A nivel internacional, esta normativa responde a las exigencias de organismos de control como el Grupo de Acción Financiera Internacional (GAFI) y los estándares de transparencia fiscal de la Organización para la Cooperación y el Desarrollo Económicos (OCDE), orientados a combatir el lavado de activos y el financiamiento del terrorismo.

En la práctica, la implementación de esta ley se convierte en una herramienta de transparencia, ya que abre el acceso a registros centralizados donde se pueden cruzar datos para detectar conflictos de interés, enriquecimiento ilícito y la captura del Estado por parte de élites económicas o políticas. Entender esta ley le permite pasar de la simple denuncia de un contrato sospechoso a la identificación certera del autor intelectual y beneficiario económico del esquema de un posible acto de corrupción.

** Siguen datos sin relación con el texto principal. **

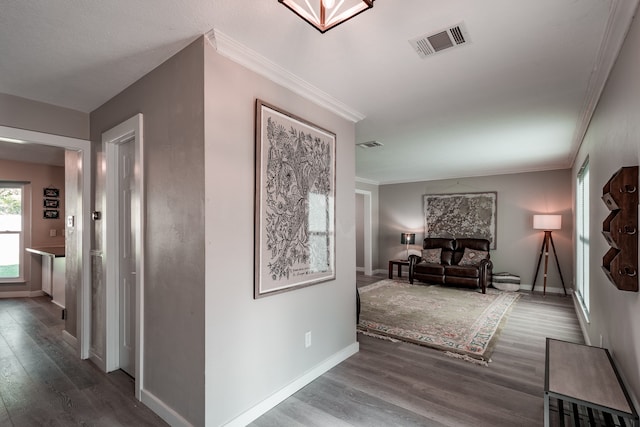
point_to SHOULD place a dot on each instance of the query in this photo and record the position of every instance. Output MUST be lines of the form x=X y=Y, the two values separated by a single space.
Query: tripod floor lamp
x=408 y=239
x=548 y=223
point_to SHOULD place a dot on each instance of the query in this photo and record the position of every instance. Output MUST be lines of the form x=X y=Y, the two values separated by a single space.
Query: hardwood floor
x=42 y=381
x=400 y=384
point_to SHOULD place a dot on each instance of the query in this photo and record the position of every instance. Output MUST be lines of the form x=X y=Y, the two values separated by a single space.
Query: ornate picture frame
x=294 y=202
x=461 y=215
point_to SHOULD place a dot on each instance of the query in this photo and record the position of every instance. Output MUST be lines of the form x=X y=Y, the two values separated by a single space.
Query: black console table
x=399 y=263
x=586 y=378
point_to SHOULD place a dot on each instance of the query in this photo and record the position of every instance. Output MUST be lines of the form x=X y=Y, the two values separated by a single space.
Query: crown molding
x=367 y=181
x=237 y=52
x=621 y=13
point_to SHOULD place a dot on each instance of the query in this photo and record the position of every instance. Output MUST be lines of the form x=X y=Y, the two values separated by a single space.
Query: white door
x=127 y=254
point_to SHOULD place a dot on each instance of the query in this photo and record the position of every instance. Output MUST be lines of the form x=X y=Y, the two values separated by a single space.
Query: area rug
x=461 y=321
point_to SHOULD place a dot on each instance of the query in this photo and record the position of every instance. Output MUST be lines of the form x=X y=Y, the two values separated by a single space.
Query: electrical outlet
x=307 y=340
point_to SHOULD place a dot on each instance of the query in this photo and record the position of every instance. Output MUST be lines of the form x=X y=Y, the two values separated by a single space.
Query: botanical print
x=465 y=215
x=296 y=212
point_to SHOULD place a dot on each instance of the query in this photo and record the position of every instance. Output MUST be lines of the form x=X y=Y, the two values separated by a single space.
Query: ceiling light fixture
x=326 y=14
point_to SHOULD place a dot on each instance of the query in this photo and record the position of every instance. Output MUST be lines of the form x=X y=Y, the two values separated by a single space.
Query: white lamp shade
x=547 y=222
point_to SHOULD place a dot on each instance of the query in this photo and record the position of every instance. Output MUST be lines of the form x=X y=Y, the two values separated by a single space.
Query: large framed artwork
x=294 y=202
x=461 y=215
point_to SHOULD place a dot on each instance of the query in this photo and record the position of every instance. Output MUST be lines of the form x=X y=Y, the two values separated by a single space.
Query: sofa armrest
x=413 y=260
x=485 y=273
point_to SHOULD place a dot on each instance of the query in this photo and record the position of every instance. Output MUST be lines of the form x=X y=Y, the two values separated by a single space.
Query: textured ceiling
x=515 y=98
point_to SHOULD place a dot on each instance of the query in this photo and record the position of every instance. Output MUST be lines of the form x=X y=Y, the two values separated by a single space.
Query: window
x=11 y=232
x=582 y=234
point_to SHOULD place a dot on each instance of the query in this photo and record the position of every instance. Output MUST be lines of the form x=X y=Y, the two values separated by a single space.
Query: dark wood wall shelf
x=620 y=229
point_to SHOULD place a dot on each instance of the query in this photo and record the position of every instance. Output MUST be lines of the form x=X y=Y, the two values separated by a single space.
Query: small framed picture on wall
x=51 y=192
x=51 y=214
x=51 y=203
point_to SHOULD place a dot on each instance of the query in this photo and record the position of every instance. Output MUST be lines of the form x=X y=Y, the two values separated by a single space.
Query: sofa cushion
x=432 y=255
x=472 y=257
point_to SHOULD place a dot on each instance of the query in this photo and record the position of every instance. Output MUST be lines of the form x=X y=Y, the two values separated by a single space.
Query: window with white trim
x=11 y=231
x=582 y=235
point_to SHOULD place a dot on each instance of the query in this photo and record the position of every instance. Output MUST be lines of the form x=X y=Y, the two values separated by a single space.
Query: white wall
x=171 y=101
x=255 y=347
x=519 y=197
x=359 y=231
x=613 y=141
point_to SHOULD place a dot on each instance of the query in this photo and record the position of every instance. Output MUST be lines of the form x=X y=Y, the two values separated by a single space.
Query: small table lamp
x=408 y=239
x=547 y=223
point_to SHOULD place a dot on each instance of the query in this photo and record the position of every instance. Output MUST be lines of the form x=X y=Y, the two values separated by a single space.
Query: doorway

Al exigir el cumplimiento y la apertura de los registros de beneficiarios finales, se ejerce una presión legítima para que la transparencia no sea opcional sino una regla del sistema financiero.

En conclusión, la Ley del Beneficiario Final no es un simple trámite administrativo o burocrático; es la llave para desmantelar el secretismo que protege a los corruptos y el instrumento técnico que la ciudadanía necesita para seguir defendiendo el bien común, asegurando que los recursos públicos se destinen al bienestar social y no a los bolsillos de estructuras criminales ocultas.

El contexto nacional: Honduras ante el reto del anonimato corporativo

En el plano nacional, el debate sobre el beneficiario final se encuentra en un punto de alta relevancia legislativa y económica. Actualmente, el Congreso Nacional mantiene bajo análisis un Proyecto de “Ley de Transparencia y Registro Centralizado de Beneficiario Final” que camina de forma paralela a las discusiones de las reformas tributarias. Esta iniciativa legal busca modificar profundamente el Código de Comercio y el Código Tributario para establecer un registro centralizado, público y obligatorio que obligue a todas las sociedades mercantiles, consorcios y, muy especialmente, a los fideicomisos, a revelar de forma transparente la identidad de las personas naturales que ejercen el control efectivo o reciben las utilidades de dichas operaciones, cerrando así los portillos legales que históricamente han permitido el secretismo financiero en el país.

Esta discusión no solo responde a una necesidad interna de transparencia, sino también a fuertes presiones y compromisos internacionales asumidos por el Estado hondureño. Las autoridades competentes han reconocido que la falta de un registro unificado de beneficiarios finales debilita la capacidad del país para cooperar en investigaciones internacionales y rastrear capitales ilícitos, lo que convierte la aprobación de esta ley en una tarea pendiente e impostergable para la agenda de auditoría social.

Tras evacuarse en las últimas horas el primer debate, la junta directiva del CN y el gabinete económico promueven la dispensa de los dos debates restantes para someter la normativa a votación definitiva e inmediata en una sola discusión. Esta extrema urgencia responde a los compromisos adquiridos con el Fondo Monetario Internacional (FMI) y a la necesidad de cumplir con los estándares de GAFI y GAFILAT para evitar que Honduras caiga en las “listas grises” de paraísos fiscales, un aislamiento financiero que tardaría más de una década en revertirse.

El proyecto llega al pleno con un dictamen favorable de la Comisión Especial y con el visto bueno unánime de la Corte Suprema de Justicia, institución que validó la procedencia constitucional para reformar el Código de Comercio y la Ley de Mercado de Valores. La iniciativa ha demostrado trascender banderas políticas, puesto que comenzó en la administración anterior de la presidenta Xiomara Castro y ha sido asumida con máxima prioridad por el actual gobierno, justo en la antesala de que el directorio del FMI emita su veredicto sobre la cuarta y quinta revisión del programa macroeconómico del país.